Mas antes de mergulhar no que incomodou, mais do que agradou. Way of the Sword conta com uma ambientação sinistra de boa. Quioto, apesar de, como a cidade de verdade, ser menor que um mundo aberto a que possamos estar acostumados em jogos, conta com personalidade, com zonas distintas, bairros caracterizados não só visualmente, mas em termos estruturais, e seus habitantes, os poucos que ainda vivem após a invasão demoníaca, servem juntos dela como estopins para contos nos quais Musashi tem influência primordial. Em termos de exploração, pode-se dizer que o lugar se trata de um dos mais densos vistos em um lançamento atual, mesmo sendo contido quando comparado com, por exemplo, uma das localidades de Nioh 3.
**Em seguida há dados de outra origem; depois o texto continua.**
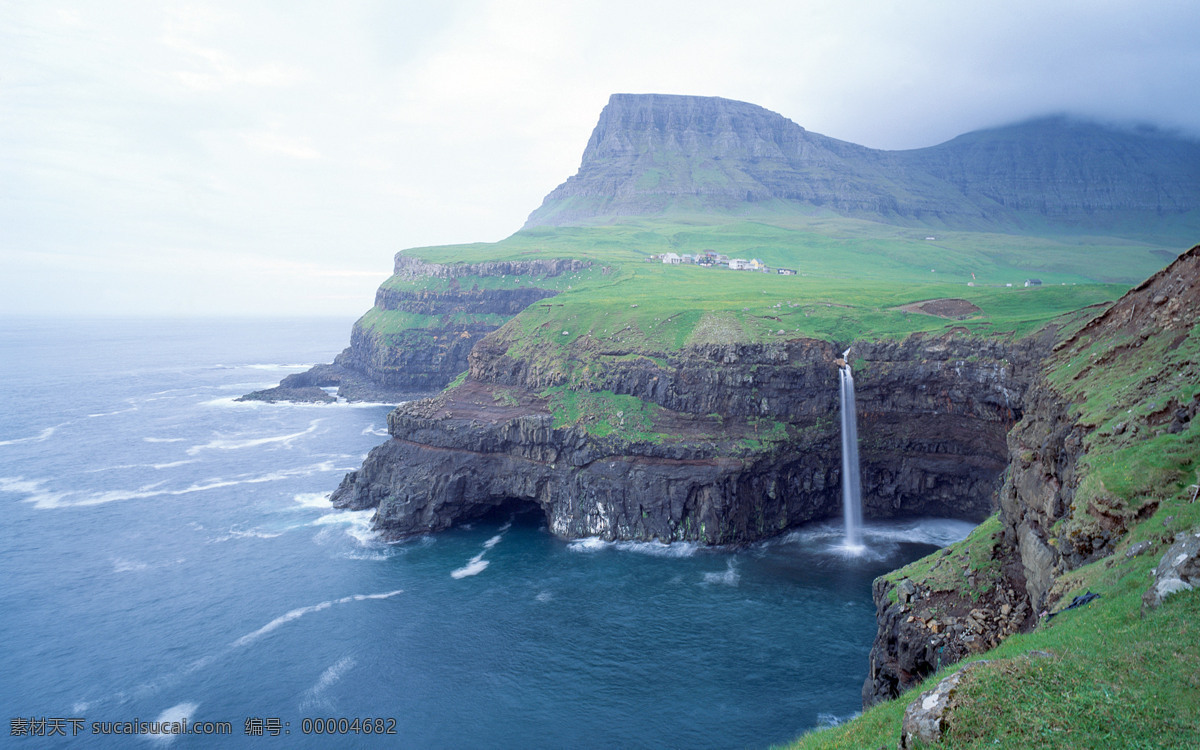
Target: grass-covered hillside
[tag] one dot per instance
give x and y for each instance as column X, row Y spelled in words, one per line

Outro elemento crucial da experiência de jogo é o combate, que leva em conta o posicionamento de nosso guerreiro dos Oni e o ritmo com que ele ataca, defende e, mais importante, repele o avanço inimigo, uma dança constante que irá demandar toda a habilidade de quem estiver segurando o controle, de um modo o mais longe possível de ser frustrante. Muito pelo contrário, é gratificante, literalmente, porque o jogo te dá de presente algumas das animações mais elaboradas dos últimos tempos quando consegue acertar o timing, fazendo você se sentir o maior fodão da sua rua ao fatiar o pobre infeliz virtual que teve o azar de cruzar seu caminho.

É este empoderamento que faz de Onimusha: Way of the Sword ir além de ser um mero jogo de espadinha com gráficos bacanas para tornar-se algo que merece sua atenção e dedicação. Isso porque quanto mais você aprende a fazer uso de suas mecânicas, melhor ele é aproveitado, apresentando novidades e desafios ainda mais impressionantes que parecem vir de um bolo de cartas sem fim. Way of the Sword presenteia com, sim, algumas habilidades que serão familiares, mas a maneira como entram em ação funcionam para destravar não só os caminhos dentro de Quioto, mas opções ainda mais úteis durante a movimentação e no combate, como no caso do arsenal divino, carregado pelos orbes azuis com a manopla sugadora de almas de Musashi.
Agora, cabe falar do aspecto mais incômodo desse novo Onimusha, algo que, ironicamente, fez parte de todos os outros capítulos até então: a repetição. Há situações do jogo que se passam mais de uma vez, como algumas lutas contra chefes reutilizadas em pontos específicos do jogo, além da falta de variedade das missões secundárias, muitas vezes simples demais e sem a esperada graça que o roteiro sem querer acaba aludindo. Dito tudo isso, é impossível dizer que o pacote como um todo não compense essas questões. Esses mesmos chefes são desafiadores, trazendo para o campo de batalha habilidades de outro mundo para dar cabo do nosso herói.
Onimusha: Way of the Sword chega para polir ainda mais o já brilhante 2026 da Capcom, que com jogos com lançamentos de qualidade como Resident Evil Requiem e Pragmata, vem provando ser uma das, senão a maior, desenvolvedora e publicadora de jogos da atualidade.
O Entertainium Brasil agradece a assessoria da Capcom no Brasil pelo envio da chave da versão de PlayStation 5 do jogo para a produção deste review.